We have a green box and we have a red box,
both starting in the same spot which we've called Initial here.
They're both going to go to the final location,
as you can see here, but one of them is going to go up and then down
the slope and then go back to the final location
and the other one just goes straight across
and approaches the final location directly.
As you can imagine, the amount of work done by friction
as the objects slide across the path
is going to be more and more depending on how long the distance is,
because again, the work as the force times the distance
with the work and the force being in the same direction or in the same plane
if they're pointing on opposite directions as is the case with friction here.

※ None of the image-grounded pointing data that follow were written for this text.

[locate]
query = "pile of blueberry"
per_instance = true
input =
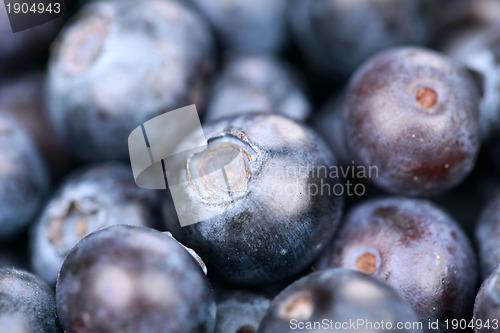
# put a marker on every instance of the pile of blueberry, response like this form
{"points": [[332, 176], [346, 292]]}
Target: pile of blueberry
{"points": [[365, 195]]}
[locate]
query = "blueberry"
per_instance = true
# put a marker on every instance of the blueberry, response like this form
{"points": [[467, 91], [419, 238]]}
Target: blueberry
{"points": [[22, 97], [27, 48], [27, 304], [479, 49], [240, 311], [89, 199], [120, 63], [487, 305], [330, 125], [488, 236], [280, 206], [414, 246], [23, 178], [133, 279], [413, 114], [336, 36], [338, 297], [247, 26], [258, 83]]}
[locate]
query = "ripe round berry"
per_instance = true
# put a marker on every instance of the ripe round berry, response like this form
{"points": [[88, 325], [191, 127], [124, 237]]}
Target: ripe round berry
{"points": [[89, 199], [415, 247], [134, 280], [336, 297], [121, 63], [413, 114]]}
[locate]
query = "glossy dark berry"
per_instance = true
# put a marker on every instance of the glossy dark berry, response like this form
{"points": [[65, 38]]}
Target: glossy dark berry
{"points": [[338, 297], [89, 199], [121, 63], [488, 236], [27, 304], [479, 49], [247, 26], [330, 125], [336, 36], [240, 312], [487, 306], [22, 97], [258, 84], [280, 205], [27, 48], [23, 178], [413, 114], [134, 280], [414, 246]]}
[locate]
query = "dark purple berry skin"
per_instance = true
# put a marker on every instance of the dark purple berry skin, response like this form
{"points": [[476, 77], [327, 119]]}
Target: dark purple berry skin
{"points": [[27, 304], [487, 305], [96, 96], [330, 125], [258, 83], [271, 223], [240, 311], [133, 280], [414, 246], [247, 26], [23, 178], [488, 236], [22, 97], [479, 49], [337, 36], [89, 199], [339, 296], [26, 48], [413, 113]]}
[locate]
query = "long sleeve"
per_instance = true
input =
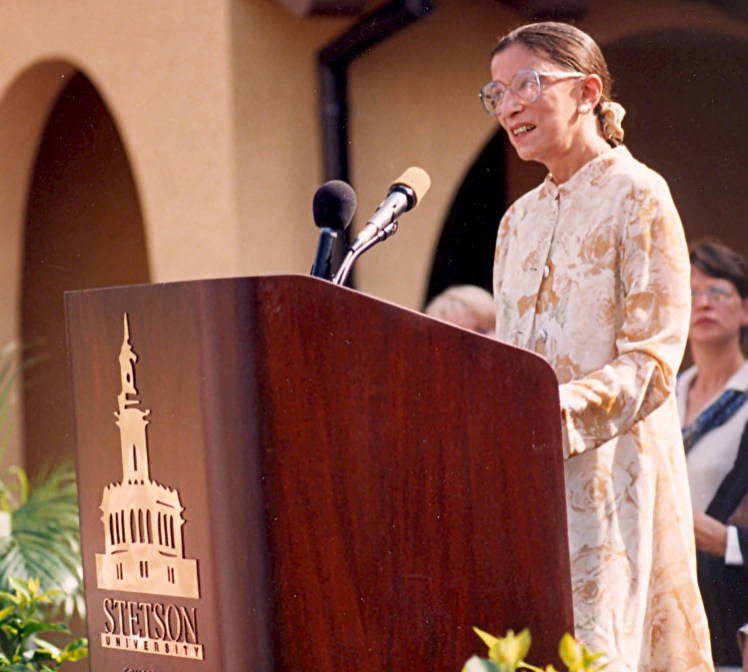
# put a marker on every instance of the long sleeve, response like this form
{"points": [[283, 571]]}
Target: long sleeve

So the red box which went up the path and then went down the path
and then back to our final location
took a much longer journey to get to the final location,
which means the work, which is the force of friction times the distance
is going to be of much greater quantity because the box took such a long path.
So the friction took a lot more energy,
a lot more of the energy that the box had, went into heat
if you took a longer path while friction
was opposing your motion the entire time.
We can actually calculate what the work done by friction
would be for any part of this path
just by remembering that the friction always opposes motion.
So wherever the box is moving,
whether it's up a slope or across a slope or down a slope,
the friction is always acting exactly opposite that direction of motion.
So the angle between friction and the displacement
is always going to be 180 degrees.
So the friction in this case will be always a contributing of a work
which is in the negative sense.
So it's always taking away any kinetic energy your object might have.
The distance as I said between path 1 and path 2
are very different in this situation,
meaning that the work done by gravity, sorry, the work in my friction
will be much greater for object 1 than it will be for object 2,
and this is what tells us that this is a nonconservative force,
that work done is very path dependent.
Just to compare and contrast, I always said is that for a conservative force,
the work done by, for example,
gravity only depends on the initial and final location of your object
regardless of the path such that the total energy is conserved,
whereas for a nonconservative force,
the work done by friction as an example
is certainly path dependent
because the longer a path you go on, the more work friction does.
The work that friction does is converting energy into heat.
So the energy of the universe is always still being conserved,
but in this case, some of the energy is leaving our object
and going to heat, unlike the case with a conservative force.